The mean positive scores of the seven CTs were higher for PAPNET than for conventional screening, and the coefficients of variability were lower. For Positive III smears, the consistency in screening was significantly higher for PAPNET than for conventional screening. The higher histologically positive scores for carcinoma in situ and invasive carcinoma indicated an increased screening sensitivity.
As demonstrated by the improvement in the performances of all CTs involved, screening efficacy was enhanced by the use of neural network technology.
由于存在假阴性诊断问题,宫颈癌早期检测的筛查项目受到批评。解决这一问题的一种成功方法是应用神经网络技术(PAP-NET)来协助细胞技术人员(CT)在涂片检查中找出(少量)异常细胞。

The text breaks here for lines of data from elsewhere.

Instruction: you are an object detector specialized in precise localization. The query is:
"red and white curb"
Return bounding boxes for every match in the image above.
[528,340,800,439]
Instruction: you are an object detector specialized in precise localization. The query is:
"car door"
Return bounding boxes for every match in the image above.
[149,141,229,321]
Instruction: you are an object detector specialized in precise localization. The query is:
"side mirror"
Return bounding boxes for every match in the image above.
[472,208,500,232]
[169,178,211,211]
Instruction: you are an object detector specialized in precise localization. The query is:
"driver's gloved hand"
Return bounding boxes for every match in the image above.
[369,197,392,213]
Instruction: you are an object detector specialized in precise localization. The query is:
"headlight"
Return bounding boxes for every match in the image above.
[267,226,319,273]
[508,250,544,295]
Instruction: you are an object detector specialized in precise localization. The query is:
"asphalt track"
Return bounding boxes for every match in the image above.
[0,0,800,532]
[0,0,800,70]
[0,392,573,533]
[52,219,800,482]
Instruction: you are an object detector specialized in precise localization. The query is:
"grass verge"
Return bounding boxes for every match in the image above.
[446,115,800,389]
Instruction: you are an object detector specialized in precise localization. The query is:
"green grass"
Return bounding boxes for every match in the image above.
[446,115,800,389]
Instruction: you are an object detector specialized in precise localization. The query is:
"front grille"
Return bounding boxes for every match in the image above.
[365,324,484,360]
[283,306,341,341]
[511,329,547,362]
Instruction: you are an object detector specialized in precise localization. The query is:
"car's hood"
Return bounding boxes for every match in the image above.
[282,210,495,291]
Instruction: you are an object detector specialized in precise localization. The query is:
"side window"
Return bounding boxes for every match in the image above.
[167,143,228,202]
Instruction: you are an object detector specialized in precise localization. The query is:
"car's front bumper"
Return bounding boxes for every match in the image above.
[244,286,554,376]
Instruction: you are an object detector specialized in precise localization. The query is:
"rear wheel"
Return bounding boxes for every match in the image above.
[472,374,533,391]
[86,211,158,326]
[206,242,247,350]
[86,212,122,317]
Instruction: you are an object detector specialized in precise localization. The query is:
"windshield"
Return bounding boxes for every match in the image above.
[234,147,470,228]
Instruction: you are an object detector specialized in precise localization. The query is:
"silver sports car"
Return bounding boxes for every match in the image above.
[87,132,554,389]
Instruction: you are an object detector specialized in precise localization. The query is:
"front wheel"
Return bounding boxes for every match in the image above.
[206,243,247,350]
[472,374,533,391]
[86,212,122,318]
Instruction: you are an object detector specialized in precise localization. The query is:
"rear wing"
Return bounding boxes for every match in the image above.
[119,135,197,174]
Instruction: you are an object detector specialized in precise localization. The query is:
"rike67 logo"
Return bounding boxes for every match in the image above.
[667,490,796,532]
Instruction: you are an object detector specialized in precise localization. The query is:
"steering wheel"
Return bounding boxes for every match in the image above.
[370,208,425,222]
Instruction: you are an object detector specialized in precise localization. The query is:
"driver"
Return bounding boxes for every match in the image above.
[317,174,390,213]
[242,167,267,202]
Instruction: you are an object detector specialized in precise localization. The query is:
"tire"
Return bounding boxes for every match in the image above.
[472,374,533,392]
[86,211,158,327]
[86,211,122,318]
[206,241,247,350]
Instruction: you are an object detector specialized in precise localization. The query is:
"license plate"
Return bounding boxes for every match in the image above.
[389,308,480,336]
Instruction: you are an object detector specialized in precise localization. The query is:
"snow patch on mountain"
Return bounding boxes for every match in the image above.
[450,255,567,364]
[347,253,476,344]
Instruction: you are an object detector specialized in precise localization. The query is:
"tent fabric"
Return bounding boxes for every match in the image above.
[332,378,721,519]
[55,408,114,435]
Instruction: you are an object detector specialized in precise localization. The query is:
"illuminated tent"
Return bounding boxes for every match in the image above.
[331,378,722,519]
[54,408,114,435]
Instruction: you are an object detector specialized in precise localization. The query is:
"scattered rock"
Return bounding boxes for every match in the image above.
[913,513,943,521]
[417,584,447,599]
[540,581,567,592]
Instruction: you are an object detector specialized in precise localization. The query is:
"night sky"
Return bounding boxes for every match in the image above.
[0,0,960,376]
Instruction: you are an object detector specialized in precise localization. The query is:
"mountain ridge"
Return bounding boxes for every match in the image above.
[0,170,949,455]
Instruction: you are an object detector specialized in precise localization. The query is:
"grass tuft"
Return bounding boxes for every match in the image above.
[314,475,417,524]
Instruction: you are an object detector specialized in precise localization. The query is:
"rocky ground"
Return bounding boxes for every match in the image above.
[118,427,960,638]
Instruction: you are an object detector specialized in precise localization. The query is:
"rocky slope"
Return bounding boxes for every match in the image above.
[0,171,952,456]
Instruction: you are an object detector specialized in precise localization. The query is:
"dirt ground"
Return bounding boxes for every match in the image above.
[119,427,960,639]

在连续3年(1992年、1993年和1994年)中,7名细胞技术人员采用传统方法筛查了25,767份涂片,并借助PAP-NET筛查了65,527份涂片。对于每位细胞技术人员,计算两种筛查方法中意义不明确的非典型鳞状或腺细胞(根据贝塞斯达分类系统为ASCUC/AGUS)的阳性1分、低级别前驱病变的阳性II分、高级别病变和浸润癌的阳性III分的得分。还计算了组织学得分。
PAP-NET筛查时7名细胞技术人员的平均阳性得分高于传统筛查,且变异系数更低。对于阳性III级涂片,PAP-NET筛查的一致性显著高于传统筛查。原位癌和浸润癌在组织学上更高的阳性得分表明筛查敏感性提高。
正如所有参与的细胞技术人员的表现改善所证明的那样,使用神经网络技术提高了筛查效率。